Noé Petit vit à la campagne avec ses parents. Il est souvent seul et s'ennuie un peu. Un soir, un coup de téléphone du commissariat lui annonce la mort d'un certain Armand Petit. Noé apprend alors que son père avait un frère aîné qui vivait depuis quinze ans comme un clochard. Épris de liberté et de voyages, Armand était passionné de poésie. En se laissant porter à son tour par les poètes que son oncle aimait, Noé cherche à comprendre qui était cet homme à la dérive.
(4e de couverture)
Mon avis :
Un texte tout en pudeur sur un sujet délicat.
"Clochard", "poivrot" : les préjugés méprisants vont bon train dans la famille de Noé concernant le mode de vie de son oncle décédé. Intrigué, le petit garçon cherche à en savoir plus sur "le maudit de la famille" dont il a retrouvé les recueils de poésie dans les cartons de son père : quelqu'un qui aimait la poésie ne devait "pas être complètement méchant" !

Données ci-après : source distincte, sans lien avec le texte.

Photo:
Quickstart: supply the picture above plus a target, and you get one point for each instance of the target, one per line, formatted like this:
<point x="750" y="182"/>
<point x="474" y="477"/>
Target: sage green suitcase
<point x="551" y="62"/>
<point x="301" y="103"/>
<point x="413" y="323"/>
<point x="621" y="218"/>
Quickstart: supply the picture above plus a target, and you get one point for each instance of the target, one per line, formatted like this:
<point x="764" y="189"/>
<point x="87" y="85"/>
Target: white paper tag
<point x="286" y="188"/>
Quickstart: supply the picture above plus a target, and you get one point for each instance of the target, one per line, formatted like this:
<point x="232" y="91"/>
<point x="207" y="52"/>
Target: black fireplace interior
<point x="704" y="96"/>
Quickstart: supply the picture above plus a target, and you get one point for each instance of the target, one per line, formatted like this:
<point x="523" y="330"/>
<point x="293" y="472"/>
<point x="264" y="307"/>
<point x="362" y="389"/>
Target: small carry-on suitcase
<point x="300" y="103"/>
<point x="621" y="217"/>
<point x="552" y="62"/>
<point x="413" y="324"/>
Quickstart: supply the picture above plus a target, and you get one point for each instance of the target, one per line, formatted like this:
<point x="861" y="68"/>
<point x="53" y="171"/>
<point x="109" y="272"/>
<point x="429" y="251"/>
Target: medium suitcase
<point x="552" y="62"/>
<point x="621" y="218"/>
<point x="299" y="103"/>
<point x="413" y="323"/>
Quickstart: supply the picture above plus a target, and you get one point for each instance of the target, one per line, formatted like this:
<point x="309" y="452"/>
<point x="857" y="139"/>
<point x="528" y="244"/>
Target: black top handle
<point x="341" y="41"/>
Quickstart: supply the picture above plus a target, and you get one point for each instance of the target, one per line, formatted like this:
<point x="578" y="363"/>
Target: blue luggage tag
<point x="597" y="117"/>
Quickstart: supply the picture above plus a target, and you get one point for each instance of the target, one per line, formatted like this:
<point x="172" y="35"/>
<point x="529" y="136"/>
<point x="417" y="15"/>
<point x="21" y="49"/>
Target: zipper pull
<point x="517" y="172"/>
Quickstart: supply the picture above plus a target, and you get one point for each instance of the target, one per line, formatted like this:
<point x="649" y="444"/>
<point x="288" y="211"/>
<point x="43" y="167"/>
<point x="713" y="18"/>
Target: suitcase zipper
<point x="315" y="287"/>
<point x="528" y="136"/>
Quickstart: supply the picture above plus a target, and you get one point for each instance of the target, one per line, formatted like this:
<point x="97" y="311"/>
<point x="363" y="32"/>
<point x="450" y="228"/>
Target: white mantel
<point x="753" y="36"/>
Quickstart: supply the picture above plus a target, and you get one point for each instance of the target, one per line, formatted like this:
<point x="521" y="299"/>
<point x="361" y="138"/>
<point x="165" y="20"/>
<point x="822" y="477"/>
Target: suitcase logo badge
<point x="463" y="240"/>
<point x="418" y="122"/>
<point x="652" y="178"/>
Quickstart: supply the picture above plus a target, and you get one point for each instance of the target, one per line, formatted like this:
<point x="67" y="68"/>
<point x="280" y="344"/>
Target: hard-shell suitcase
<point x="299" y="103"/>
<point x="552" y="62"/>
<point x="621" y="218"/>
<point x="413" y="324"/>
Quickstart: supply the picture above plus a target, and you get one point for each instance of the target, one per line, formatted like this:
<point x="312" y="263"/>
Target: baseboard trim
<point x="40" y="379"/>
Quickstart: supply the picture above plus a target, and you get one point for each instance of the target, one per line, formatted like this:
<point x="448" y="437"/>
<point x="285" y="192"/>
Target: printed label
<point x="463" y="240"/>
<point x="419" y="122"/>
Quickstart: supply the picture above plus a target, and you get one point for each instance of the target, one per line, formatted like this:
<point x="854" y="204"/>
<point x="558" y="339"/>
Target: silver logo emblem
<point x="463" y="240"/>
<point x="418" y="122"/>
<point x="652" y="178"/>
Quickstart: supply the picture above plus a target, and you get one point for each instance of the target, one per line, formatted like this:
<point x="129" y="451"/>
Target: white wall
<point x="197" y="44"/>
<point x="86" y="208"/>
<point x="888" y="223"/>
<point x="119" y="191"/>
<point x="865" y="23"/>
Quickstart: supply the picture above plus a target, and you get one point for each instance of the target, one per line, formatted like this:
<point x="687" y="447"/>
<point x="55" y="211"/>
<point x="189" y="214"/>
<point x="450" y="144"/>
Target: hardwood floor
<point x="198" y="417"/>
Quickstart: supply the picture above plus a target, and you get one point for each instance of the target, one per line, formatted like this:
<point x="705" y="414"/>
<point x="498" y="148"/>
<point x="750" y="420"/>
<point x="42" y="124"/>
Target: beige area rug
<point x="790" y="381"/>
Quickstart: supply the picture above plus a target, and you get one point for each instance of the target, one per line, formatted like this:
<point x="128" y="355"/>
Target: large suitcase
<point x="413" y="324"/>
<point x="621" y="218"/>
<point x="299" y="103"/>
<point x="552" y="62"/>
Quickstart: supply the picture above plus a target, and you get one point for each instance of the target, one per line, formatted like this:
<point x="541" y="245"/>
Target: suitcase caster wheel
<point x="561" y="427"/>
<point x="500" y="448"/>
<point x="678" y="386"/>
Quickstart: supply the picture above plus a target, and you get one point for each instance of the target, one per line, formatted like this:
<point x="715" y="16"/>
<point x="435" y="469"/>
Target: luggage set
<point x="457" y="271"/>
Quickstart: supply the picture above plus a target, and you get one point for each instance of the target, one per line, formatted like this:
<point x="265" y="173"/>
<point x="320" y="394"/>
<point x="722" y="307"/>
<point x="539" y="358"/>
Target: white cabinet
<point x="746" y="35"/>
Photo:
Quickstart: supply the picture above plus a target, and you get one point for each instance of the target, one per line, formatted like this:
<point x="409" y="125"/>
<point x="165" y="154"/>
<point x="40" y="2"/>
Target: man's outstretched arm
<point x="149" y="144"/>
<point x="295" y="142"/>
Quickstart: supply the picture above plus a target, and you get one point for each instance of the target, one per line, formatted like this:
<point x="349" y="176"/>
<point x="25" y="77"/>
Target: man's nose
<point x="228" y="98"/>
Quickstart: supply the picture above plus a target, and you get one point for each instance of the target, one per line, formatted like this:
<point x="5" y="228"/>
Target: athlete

Il cherche d'abord à rencontrer ses anciens compagnons croisés à l'enterrement, en compagnie de son copain Jean-Pierre lui aussi très méfiant : "La plupart du temps, ils dorment ou ils sont saouls. Je les entends souvent crier. J'en ai même vu deux qui se battaient un jour dans un parking". Si effectivement Noé ne tire rien de ces pauvres hommes, il est néanmoins touché par leur situation. Avec sa grand-mère elle aussi pleine d'empathie (elle portait régulièrement de quoi manger à son fils dans la rue), il s'efforcera de leur donner un peu de réconfort à sa manière ("Ils ne doivent pas être différents de nous"). Noé réalise également que son chemin de vie (et de pensée) s'éloigne de celui de Jean-Pierre, encore obnubilé par ses jeux vidéos.
On sent en effet que le jeune héros est un garçon sensible, et qu'il est en train de passer un cap de maturité avec cet événement. Sa grand-mère lui confie les quelques lettres reçues autrefois lorsque Armand courait le monde. Celles-ci regorgent d'extraits de poèmes célèbres qui viennent égrener le roman, lui apportant une touche de légèreté bienvenue. Pour Noé, "chaque passage souligné était une pièce d'un puzzle intitulé Armand", qu'il apprend à connaître à travers ce qu'il aimait. Ces quelques vers lui montre ainsi une image de son oncle aux antipodes du SDF qu'on lui a décrit, celle d'un homme cultivé, amoureux, conduit à la dépression et à la rue à cause d'un drame dont il ne s'est jamais remis. Celui-là est le vrai Armand, un homme touchant, "quelqu'un de bien" qui, s'il ne l'a pas connu, lui aura néanmoins transmis son "amour des mots".